Questa invece la dichiarazione dell’avvocato della cantante Mathew Rosengart, affidata a Variety:

Ho annunciato in tribunale il 14 luglio che, dopo 13 anni, era giunto il momento per il signor Spears di essere sospeso o rimosso dall’incarico di tutore e che io e il mio studio ci saremmo mossi in modo aggressivo e rapido per questo risultato. Dodici giorni dopo, il mio studio ha presentato una petizione per la sospensione e la rimozione del signor Spears basata su basi legali forti e insormontabili, che erano inequivocabilmente supportate dalla legge e da tutte le parti coinvolte, tra cui Jodi Montgomery, Britney Spears e il suo team medico. Siamo lieti che il signor Spears e il suo avvocato abbiano acconsentito alla rimozione. È una rivincita per Britney.

Siamo delusi, tuttavia, dai loro continui attacchi vergognosi e riprovevoli alla signora Spears e ad altri. Non vediamo l’ora di continuare la nostra vigorosa indagine sulla condotta del signor Spears negli ultimi 13 anni, in cui ha raccolto milioni di dollari dal patrimonio di sua figlia, e non vediamo l’ora di avere la deposizione giurata del signor Spears nel prossimo futuro.

Dopo un grave crollo nervoso nel 2007, Britney Spears era finita sotto la tutela legale del padre, che è stata rinnovata più volte anche al termine dell’emergenza psichiatrica.
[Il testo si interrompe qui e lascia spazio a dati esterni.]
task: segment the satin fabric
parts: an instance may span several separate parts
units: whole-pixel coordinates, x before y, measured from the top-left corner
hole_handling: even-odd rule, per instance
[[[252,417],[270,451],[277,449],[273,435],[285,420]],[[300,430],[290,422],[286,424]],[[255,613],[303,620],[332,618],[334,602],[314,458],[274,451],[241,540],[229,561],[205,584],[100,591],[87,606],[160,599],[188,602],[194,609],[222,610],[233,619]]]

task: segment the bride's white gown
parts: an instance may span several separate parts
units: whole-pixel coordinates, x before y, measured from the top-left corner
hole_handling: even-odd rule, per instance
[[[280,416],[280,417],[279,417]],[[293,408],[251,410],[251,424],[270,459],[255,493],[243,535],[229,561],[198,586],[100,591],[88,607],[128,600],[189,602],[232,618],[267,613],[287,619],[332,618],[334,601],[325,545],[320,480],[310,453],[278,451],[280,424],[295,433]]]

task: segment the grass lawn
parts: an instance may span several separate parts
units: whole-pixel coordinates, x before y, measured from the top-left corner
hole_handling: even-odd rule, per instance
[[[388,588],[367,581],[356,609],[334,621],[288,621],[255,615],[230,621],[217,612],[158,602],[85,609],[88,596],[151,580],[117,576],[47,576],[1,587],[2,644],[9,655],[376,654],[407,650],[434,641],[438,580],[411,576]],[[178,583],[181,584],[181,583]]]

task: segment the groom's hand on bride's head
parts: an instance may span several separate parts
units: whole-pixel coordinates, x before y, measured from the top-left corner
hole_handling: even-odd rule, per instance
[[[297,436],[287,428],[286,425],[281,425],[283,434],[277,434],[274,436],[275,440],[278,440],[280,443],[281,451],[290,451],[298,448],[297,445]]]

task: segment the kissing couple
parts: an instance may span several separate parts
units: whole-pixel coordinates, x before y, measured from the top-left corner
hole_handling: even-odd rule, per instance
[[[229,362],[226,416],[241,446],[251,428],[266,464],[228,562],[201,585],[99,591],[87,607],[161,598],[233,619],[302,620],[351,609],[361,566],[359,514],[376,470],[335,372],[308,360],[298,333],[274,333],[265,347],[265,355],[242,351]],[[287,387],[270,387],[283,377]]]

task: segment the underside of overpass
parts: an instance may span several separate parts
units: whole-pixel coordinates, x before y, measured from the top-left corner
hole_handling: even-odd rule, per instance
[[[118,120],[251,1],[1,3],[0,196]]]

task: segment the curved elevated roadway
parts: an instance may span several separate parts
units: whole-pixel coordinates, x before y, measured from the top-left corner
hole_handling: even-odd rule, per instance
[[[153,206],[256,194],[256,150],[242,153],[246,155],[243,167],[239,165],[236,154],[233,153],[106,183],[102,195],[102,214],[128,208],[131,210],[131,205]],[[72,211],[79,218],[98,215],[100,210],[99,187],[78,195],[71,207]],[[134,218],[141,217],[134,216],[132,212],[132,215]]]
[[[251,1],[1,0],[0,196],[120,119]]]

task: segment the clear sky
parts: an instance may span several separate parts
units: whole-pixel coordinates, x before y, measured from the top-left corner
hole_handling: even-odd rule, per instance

I fan della cantante, insospettiti dalle sue poche apparizioni pubbliche e dai suoi post ambigui sui social network, hanno lanciato la petizione #FreeBritney, volta a liberare la star da quella che, a loro dire, era una sorveglianza troppo stretta da parte del padre. Oggi la svolta, che sembra andare in direzione di una maggiore felicità della cantante.